For this article of Flashes of Perspective, I thought I would discuss with all of you the photography rule of Photo Saturation. Photo Saturation is a very important aspect of photography, especially if you are going to shoot photography professionally. It was the first rule that I learned to use in the classroom and it is always the first tool that I employ in the field.
Let’s Get Started
The rule of Photo Saturation is a simple one. Basically it is the idea of photographing a specific subject several times in order to get the best possible representation of that subject. Many artists and craftsmen will create rough sketches of their work before they actually execute the final product. A writer, for example, might create an outline of a story before he or she actually writes it. Then the writer will take the rough draft and refine it correcting grammar issues, punctuation problems, consistency errors, and other mistakes until at last she has a final draft. In photography these rough sketches or rough drafts come from repeated attempts to shoot the perfect photograph (i.e. photo saturation).
Let’s Break It Down
My personal approach to Photo Saturation is to have a rough idea in my head of what I want the final image look like before I start shooting a subject. Sometimes I have a clearer image in mind that others, but always I strive to shoot a subject from as many different angles and vantage points as possible so that I can create the best quality image. These multiple images are my rough drafts. I always have to stay flexible while I am photographing because sometimes the rough idea that I have in my head is not always as good as the best photo that I actually shoot in the field. The give and take between planned photos and the spontaneous bonus images that I get on-site is the main reasons why I photography so much. No matter how much I plan a shot beforehand there are always surprises once I step behind the lens. Photo saturation helps me make the most of the surprises and the planned shots.

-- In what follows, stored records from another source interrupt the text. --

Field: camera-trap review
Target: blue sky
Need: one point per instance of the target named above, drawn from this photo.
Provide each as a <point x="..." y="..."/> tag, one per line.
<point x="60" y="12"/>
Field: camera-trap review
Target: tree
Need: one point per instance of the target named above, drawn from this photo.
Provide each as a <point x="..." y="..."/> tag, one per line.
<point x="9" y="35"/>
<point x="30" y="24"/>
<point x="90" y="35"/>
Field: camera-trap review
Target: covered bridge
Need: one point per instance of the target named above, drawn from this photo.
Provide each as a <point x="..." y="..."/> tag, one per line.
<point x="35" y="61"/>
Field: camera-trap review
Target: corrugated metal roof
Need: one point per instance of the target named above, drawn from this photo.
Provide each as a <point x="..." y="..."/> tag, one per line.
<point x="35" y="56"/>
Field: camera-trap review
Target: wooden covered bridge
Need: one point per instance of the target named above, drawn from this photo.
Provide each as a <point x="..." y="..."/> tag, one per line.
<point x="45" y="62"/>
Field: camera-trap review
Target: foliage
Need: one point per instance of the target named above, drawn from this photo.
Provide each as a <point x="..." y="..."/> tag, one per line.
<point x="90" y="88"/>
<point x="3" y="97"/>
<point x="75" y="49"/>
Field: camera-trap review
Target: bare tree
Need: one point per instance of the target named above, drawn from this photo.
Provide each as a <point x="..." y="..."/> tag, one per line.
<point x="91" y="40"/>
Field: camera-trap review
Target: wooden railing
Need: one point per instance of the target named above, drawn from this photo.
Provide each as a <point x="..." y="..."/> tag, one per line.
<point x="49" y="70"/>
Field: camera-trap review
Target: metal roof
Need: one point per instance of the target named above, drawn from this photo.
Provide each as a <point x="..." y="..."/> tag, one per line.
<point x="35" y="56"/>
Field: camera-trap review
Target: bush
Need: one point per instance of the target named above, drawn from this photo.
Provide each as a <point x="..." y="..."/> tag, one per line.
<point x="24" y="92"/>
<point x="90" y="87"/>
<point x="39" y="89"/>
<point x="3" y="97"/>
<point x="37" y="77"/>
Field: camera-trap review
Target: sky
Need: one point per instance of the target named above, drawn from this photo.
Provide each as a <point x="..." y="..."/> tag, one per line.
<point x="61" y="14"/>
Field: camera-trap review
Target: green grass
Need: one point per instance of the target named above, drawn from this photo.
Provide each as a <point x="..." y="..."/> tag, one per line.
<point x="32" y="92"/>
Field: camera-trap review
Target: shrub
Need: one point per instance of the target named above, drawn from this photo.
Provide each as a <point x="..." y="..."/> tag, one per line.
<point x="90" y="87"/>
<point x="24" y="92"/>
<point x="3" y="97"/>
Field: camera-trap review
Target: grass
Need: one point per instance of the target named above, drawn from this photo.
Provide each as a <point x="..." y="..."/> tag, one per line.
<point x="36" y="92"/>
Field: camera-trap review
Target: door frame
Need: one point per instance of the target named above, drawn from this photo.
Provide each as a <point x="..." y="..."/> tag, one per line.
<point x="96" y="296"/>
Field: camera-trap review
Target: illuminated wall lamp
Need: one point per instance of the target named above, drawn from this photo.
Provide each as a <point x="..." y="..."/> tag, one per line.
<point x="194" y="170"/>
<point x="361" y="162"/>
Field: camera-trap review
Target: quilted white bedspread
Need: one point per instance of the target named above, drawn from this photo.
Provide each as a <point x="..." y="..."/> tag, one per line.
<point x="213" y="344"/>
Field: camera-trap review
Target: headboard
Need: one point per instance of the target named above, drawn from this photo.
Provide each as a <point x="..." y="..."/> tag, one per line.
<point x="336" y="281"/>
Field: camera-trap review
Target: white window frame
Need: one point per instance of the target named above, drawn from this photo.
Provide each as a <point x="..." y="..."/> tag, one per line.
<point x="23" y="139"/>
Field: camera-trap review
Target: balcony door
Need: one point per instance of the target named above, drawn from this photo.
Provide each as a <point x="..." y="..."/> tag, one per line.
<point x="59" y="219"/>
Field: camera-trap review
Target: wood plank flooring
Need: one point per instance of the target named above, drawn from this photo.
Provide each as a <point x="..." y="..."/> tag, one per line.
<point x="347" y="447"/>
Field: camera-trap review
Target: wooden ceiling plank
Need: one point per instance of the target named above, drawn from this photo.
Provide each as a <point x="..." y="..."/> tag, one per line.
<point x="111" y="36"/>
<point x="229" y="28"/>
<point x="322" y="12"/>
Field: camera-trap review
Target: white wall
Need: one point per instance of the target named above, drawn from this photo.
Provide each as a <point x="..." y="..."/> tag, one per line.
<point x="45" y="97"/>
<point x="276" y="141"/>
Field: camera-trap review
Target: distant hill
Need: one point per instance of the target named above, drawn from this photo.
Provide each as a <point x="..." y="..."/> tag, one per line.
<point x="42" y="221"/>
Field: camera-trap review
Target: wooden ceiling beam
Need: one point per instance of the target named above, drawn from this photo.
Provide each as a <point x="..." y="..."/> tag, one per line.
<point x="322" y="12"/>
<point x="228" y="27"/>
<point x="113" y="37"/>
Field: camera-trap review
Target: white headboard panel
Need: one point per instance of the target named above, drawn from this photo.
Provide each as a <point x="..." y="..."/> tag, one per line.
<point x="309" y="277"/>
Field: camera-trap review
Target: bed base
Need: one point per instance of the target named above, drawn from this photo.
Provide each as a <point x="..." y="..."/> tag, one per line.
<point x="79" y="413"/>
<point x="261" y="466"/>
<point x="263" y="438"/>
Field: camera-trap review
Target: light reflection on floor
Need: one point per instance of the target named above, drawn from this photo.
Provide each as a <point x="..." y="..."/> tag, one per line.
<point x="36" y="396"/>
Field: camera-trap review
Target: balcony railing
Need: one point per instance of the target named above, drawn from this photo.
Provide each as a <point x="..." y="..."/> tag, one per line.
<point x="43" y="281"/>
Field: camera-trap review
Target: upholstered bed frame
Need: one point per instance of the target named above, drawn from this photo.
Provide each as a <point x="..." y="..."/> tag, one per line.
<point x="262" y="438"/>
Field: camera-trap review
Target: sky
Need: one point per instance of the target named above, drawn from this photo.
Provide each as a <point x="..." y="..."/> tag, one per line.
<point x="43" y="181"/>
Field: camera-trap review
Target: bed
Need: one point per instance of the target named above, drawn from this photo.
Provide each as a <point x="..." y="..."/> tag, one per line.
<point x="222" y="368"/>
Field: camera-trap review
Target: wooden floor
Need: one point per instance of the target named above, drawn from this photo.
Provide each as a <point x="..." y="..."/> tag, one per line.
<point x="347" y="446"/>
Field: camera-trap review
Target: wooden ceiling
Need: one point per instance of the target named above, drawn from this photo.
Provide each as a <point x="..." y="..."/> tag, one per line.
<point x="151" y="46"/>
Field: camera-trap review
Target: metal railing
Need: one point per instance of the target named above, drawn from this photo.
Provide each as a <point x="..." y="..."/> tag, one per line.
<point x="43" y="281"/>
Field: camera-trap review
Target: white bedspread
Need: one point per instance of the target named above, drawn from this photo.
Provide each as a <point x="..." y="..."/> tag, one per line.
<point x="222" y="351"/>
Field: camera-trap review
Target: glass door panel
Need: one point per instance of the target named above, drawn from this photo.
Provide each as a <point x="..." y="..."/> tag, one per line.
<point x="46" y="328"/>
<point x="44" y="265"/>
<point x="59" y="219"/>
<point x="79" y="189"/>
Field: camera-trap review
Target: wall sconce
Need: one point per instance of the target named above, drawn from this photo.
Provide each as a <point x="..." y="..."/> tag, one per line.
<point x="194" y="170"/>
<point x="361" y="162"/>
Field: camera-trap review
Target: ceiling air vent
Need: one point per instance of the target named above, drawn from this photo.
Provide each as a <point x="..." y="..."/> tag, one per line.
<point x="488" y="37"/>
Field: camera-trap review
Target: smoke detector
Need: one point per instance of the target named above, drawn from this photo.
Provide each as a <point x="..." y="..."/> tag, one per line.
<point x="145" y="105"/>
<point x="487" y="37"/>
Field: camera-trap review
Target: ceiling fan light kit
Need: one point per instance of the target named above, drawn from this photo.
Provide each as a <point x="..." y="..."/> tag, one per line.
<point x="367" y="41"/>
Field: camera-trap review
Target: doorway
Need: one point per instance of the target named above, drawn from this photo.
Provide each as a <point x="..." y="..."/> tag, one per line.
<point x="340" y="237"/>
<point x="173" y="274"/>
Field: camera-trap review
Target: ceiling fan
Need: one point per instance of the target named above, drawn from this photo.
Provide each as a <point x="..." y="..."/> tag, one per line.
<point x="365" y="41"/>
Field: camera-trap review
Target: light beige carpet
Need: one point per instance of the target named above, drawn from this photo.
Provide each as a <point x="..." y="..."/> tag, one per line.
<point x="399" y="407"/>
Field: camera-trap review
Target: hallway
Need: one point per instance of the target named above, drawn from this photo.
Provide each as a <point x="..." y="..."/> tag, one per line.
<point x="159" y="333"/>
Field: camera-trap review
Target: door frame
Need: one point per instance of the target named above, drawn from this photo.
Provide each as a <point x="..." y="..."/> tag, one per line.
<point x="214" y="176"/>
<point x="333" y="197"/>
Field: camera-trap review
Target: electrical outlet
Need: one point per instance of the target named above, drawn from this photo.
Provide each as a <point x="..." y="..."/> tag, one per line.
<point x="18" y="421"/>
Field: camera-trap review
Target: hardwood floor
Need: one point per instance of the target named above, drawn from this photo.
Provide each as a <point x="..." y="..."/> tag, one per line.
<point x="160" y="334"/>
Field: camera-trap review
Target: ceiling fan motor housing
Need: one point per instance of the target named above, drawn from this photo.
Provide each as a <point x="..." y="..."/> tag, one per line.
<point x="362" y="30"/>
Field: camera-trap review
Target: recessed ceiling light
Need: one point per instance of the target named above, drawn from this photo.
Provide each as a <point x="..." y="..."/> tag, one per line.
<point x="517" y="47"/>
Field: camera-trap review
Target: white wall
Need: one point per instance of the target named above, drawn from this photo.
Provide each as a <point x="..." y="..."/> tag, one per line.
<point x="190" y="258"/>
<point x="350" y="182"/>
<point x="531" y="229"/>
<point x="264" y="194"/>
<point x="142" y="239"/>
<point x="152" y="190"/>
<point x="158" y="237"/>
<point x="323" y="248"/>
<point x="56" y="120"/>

Most of the time I shoot a ratio of 10 to 15 photographs for every one final image that I show others. When I started shooting photography at the age of 10, I was lucky if I had one good photograph out of every role of 36 that I shot. Years of practice, better equipment, and continuous tutelage has led me to have a far better photo ratio than when I began. My eventual goal is to have a photo ratio of closer to 1 in 5, but for now I am very pleased with what I have accomplished.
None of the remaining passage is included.